ICRA forecasts mortgage loan growth. NBFCs expect 17-19% growth

ICRA predicts substantial growth for mortgage loans. NBFCs and HFCs will see loans increase over the next three years. ICRA expects NBFC mortgage loans to grow by 17-19%. Affordable housing finance companies (AHFCs) could see 20-22% growth. Total mortgage loans are projected to reach 20 trillion rupees by FY2028. This is up from 13 trillion rupees in March 2025. AHFC loans are expected to rise to 2.5 trillion rupees. They were 1.4 trillion rupees previously.

Strong demand drives this mortgage loan expansion. Unsecured lending issues limit other credit options. This sector shows solid performance. It has low loan losses and good returns. HFCs held two-thirds of mortgage loans in March 2025. AHFCs made up 11% of the total assets.
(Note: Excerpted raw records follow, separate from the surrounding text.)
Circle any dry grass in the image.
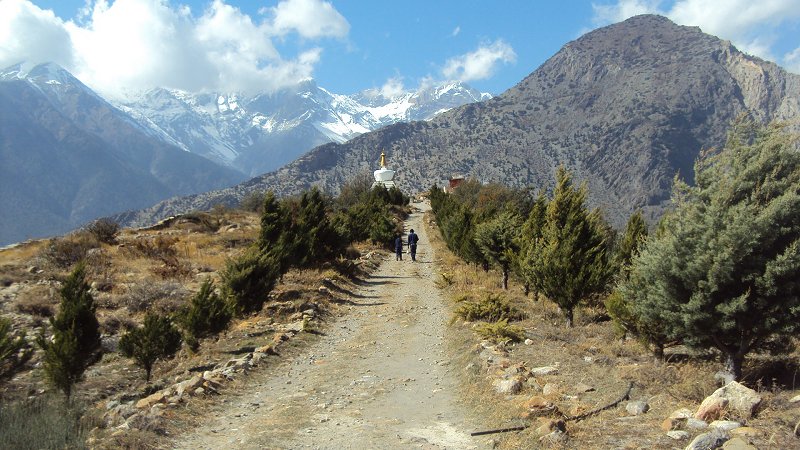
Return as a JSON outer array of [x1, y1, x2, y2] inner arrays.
[[426, 211, 800, 449]]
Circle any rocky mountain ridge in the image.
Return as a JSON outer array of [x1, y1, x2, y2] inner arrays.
[[112, 80, 491, 176], [114, 15, 800, 226]]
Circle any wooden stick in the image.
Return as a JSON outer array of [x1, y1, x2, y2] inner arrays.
[[469, 425, 528, 436], [564, 381, 633, 422]]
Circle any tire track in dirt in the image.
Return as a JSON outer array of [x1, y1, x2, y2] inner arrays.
[[173, 204, 482, 449]]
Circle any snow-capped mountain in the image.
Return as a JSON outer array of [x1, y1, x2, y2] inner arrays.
[[0, 64, 244, 245], [117, 80, 491, 176]]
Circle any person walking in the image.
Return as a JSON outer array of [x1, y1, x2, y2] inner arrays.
[[394, 233, 403, 261], [408, 228, 419, 261]]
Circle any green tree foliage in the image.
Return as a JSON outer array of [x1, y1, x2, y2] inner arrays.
[[180, 279, 233, 346], [220, 246, 280, 315], [475, 211, 522, 289], [36, 328, 81, 400], [511, 191, 547, 301], [119, 313, 181, 382], [605, 211, 652, 346], [523, 167, 612, 327], [620, 119, 800, 378], [37, 263, 100, 398], [0, 317, 30, 379]]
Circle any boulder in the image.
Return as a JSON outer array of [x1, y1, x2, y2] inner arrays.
[[667, 430, 689, 441], [531, 366, 558, 377], [625, 400, 650, 416], [694, 381, 761, 422], [722, 437, 758, 450], [136, 391, 169, 409], [685, 430, 728, 450], [492, 378, 522, 394]]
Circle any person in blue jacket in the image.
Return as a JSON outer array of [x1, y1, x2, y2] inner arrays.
[[394, 233, 403, 261], [408, 228, 419, 261]]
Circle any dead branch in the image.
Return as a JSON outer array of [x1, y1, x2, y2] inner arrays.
[[564, 381, 633, 422]]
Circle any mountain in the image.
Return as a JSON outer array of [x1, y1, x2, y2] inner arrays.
[[114, 15, 800, 230], [118, 80, 491, 176], [0, 64, 244, 245]]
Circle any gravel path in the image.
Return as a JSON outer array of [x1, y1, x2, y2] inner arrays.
[[174, 204, 485, 449]]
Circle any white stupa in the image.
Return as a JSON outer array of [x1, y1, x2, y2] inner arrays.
[[372, 152, 395, 189]]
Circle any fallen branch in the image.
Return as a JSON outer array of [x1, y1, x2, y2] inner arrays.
[[469, 425, 528, 436], [564, 381, 633, 422]]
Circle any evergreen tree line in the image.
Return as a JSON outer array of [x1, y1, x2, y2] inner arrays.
[[430, 118, 800, 379], [10, 178, 409, 399]]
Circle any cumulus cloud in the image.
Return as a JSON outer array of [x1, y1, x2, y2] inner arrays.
[[0, 0, 74, 69], [271, 0, 350, 39], [592, 0, 800, 72], [442, 39, 517, 82], [380, 77, 406, 98], [0, 0, 349, 96]]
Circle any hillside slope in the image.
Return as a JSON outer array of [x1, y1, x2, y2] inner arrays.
[[112, 15, 800, 229]]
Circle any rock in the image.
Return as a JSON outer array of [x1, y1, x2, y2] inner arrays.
[[542, 383, 559, 396], [694, 381, 761, 421], [492, 378, 522, 394], [669, 408, 694, 419], [730, 427, 764, 438], [722, 437, 758, 450], [175, 375, 203, 397], [136, 391, 167, 409], [661, 417, 686, 431], [625, 400, 650, 416], [522, 395, 553, 409], [667, 430, 689, 441], [708, 420, 742, 431], [686, 417, 708, 430], [534, 417, 567, 436], [685, 430, 728, 450], [531, 366, 558, 377]]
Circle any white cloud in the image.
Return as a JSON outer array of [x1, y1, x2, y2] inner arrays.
[[442, 39, 517, 81], [783, 47, 800, 73], [592, 0, 800, 70], [380, 77, 406, 98], [0, 0, 73, 69], [0, 0, 349, 96], [272, 0, 350, 39]]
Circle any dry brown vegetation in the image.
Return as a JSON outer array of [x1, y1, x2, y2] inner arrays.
[[0, 210, 384, 445], [426, 212, 800, 449]]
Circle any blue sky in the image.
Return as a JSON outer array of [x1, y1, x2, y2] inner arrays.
[[0, 0, 800, 95]]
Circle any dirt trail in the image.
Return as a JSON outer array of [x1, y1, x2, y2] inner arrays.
[[174, 204, 485, 449]]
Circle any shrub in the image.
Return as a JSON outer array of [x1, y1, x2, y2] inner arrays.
[[220, 246, 280, 314], [180, 279, 233, 346], [475, 319, 525, 342], [85, 218, 120, 245], [122, 281, 188, 312], [0, 317, 31, 378], [37, 263, 100, 399], [119, 313, 181, 382], [455, 294, 521, 322]]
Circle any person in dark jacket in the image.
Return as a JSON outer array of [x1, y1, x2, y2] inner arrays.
[[408, 228, 419, 261], [394, 233, 403, 261]]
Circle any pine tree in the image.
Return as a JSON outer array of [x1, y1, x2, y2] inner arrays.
[[475, 211, 522, 289], [119, 313, 181, 382], [621, 119, 800, 379], [37, 263, 100, 399], [523, 167, 612, 327], [181, 279, 233, 346]]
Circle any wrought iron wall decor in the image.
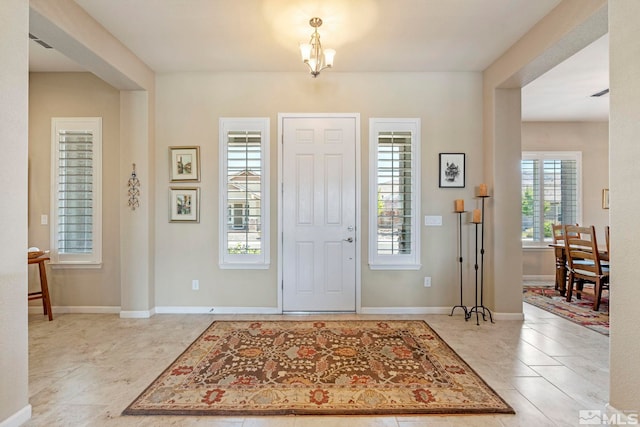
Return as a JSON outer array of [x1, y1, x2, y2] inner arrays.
[[127, 163, 140, 211]]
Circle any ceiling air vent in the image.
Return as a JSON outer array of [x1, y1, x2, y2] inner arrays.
[[591, 89, 609, 98], [29, 33, 53, 49]]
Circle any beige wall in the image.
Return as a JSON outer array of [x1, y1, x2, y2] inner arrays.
[[29, 73, 126, 307], [609, 0, 640, 414], [0, 0, 31, 425], [156, 71, 482, 307], [522, 122, 609, 276]]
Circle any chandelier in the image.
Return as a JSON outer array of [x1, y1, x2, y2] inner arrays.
[[300, 18, 336, 77]]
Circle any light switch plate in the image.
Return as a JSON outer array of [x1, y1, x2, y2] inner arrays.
[[424, 215, 442, 227]]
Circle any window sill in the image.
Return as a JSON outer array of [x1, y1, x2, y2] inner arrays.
[[218, 264, 270, 270], [49, 262, 102, 270], [369, 264, 422, 270], [522, 242, 553, 251]]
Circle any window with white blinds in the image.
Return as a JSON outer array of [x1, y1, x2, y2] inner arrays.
[[521, 152, 582, 244], [369, 119, 420, 269], [51, 117, 102, 265], [220, 118, 269, 268]]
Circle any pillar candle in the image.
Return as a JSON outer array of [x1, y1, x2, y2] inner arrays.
[[471, 209, 482, 224]]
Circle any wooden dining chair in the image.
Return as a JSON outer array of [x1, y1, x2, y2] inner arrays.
[[600, 225, 611, 264], [551, 224, 580, 245], [564, 225, 609, 311]]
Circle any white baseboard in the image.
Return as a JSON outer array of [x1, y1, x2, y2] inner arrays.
[[29, 305, 120, 318], [360, 307, 450, 314], [605, 403, 640, 425], [155, 306, 282, 314], [522, 274, 556, 282], [0, 404, 31, 427], [120, 308, 156, 319], [493, 313, 524, 321]]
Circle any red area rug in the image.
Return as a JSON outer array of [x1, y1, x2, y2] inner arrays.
[[123, 320, 514, 416], [523, 286, 609, 335]]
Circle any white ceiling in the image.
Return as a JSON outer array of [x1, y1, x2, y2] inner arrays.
[[30, 0, 608, 120]]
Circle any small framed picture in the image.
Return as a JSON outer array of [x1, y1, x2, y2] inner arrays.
[[169, 187, 200, 222], [169, 146, 200, 182], [440, 153, 465, 188]]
AHFCs often serve self-employed borrowers. They offer more property-backed loans than prime HFCs. AHFCs also hold many smaller loans. Their assets grew fast, meaning less portfolio seasoning.

AHFCs will need more staff and branches. This helps manage loan creation and collections. They manage credit risk with careful loan-to-value limits. Higher yields also help offset risk. Stable operations and smart credit rules are vital. This is key for AHFCs to operate at a larger scale.